La situation du livre universitaire est alarmante en tant que telle, mais également parce qu’elle marque l’éloignement d’une certaine forme de culture.

La contrainte économique est évidente et des alternatives existent. Il n’empêche que s’il y a insuffisamment de livres achetés, il y en aura de moins en moins de publiés, avec deux conséquences, non exclusives :

– l’appauvrissement et le vieillissement des sources disponibles ;

– le recours croissant à des éditions de langue anglaise, dont le marché mondial est infiniment plus large et permet, malgré l’existence des mêmes raisons de fond, le maintien d’une activité éditoriale importante.

Ce recours à des livres étrangers n’est pas à proscrire en tant que tel, loin de là, mais il comporte des inconvénients qui militent pour le maintien d’une production éditoriale nationale :

– pour les étudiants, ils coûtent plus cher ;

– pour les auteurs, tous ne sont pas à même de rédiger en anglais et les éditeurs anglo-saxons ne s’intéressent pas nécessairement à des sujets « hexagonaux » liés à la sociologie, l’histoire ou la langue française.

Au total, le recul du livre a une influence qui pourrait provoquer à terme le passage de la culture française en deuxième division ; il n’est pas souhaitable de s’y résigner.

Parmi les facteurs de cette évolution, le plus étonnant paraît être le coût du livre. On le comprend au niveau du budget de l’étudiant, plus difficilement au niveau macroéconomique : le chiffre de 88 millions d’euros cité dans le blog du Monde, par rapport à un budget de l’enseignement supérieur et de la recherche de l’ordre de 25 milliards d’euros par an, semble  marginal et franchement ridicule quand on le rapporte aux dépenses sur les TIC, qui atteignent désormais 5 % du revenu des ménages.

Il faut sans doute inventer de nouvelles sources de financement.

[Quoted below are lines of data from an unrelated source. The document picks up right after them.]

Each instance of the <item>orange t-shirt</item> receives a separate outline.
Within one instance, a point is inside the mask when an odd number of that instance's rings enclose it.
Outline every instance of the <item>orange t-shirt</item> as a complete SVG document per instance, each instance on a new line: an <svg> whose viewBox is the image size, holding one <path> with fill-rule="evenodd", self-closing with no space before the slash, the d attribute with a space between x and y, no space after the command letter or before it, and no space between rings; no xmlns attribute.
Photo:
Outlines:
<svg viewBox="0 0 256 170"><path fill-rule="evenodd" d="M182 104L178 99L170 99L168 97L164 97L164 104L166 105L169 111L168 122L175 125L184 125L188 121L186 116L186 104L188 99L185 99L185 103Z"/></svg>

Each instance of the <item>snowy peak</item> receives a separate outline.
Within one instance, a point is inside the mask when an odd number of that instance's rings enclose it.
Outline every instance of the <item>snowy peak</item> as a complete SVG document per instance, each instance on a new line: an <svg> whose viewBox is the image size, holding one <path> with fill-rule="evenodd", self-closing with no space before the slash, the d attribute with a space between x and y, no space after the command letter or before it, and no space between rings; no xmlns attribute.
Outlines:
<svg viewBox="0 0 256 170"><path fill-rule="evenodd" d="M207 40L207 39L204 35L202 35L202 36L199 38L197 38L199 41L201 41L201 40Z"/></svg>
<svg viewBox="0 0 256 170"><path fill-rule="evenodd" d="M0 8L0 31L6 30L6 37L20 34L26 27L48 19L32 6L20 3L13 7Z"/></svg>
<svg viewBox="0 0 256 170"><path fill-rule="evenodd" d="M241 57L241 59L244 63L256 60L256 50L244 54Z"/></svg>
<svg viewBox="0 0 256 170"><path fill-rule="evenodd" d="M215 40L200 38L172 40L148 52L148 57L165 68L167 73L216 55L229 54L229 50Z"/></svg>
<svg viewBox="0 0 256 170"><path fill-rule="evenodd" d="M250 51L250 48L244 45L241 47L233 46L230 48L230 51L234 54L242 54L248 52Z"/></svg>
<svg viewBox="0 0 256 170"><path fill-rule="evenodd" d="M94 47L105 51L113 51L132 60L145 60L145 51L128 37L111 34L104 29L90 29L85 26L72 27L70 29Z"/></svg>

Certes, la période n’est pas favorable car tous les débats de société concluent à la même nécessité.

Mais il s’agit de la formation de centaines de milliers d’étudiants !

Le succès d’un chèque livre sponsorisé par des acteurs publics ou des mécènes ou sponsors privés serait certainement de nature à apporter un bol d’air à court terme et pourrait contribuer à l’émergence d’un nouveau mode de financement du livre sur le long terme.

Quelques mutuelles d’assurances, préoccupées de l’évolution du livre ont décidé d’agir pour que ce défi soit relevé en créant Thôt, un fonds de dotation, dont la vocation est de favoriser les actions de promotion de l’édition universitaire. Ses moyens sont limités, mais il serait dans ses objectifs d’aider les initiatives prises pour le développement du chèque livre étudiant.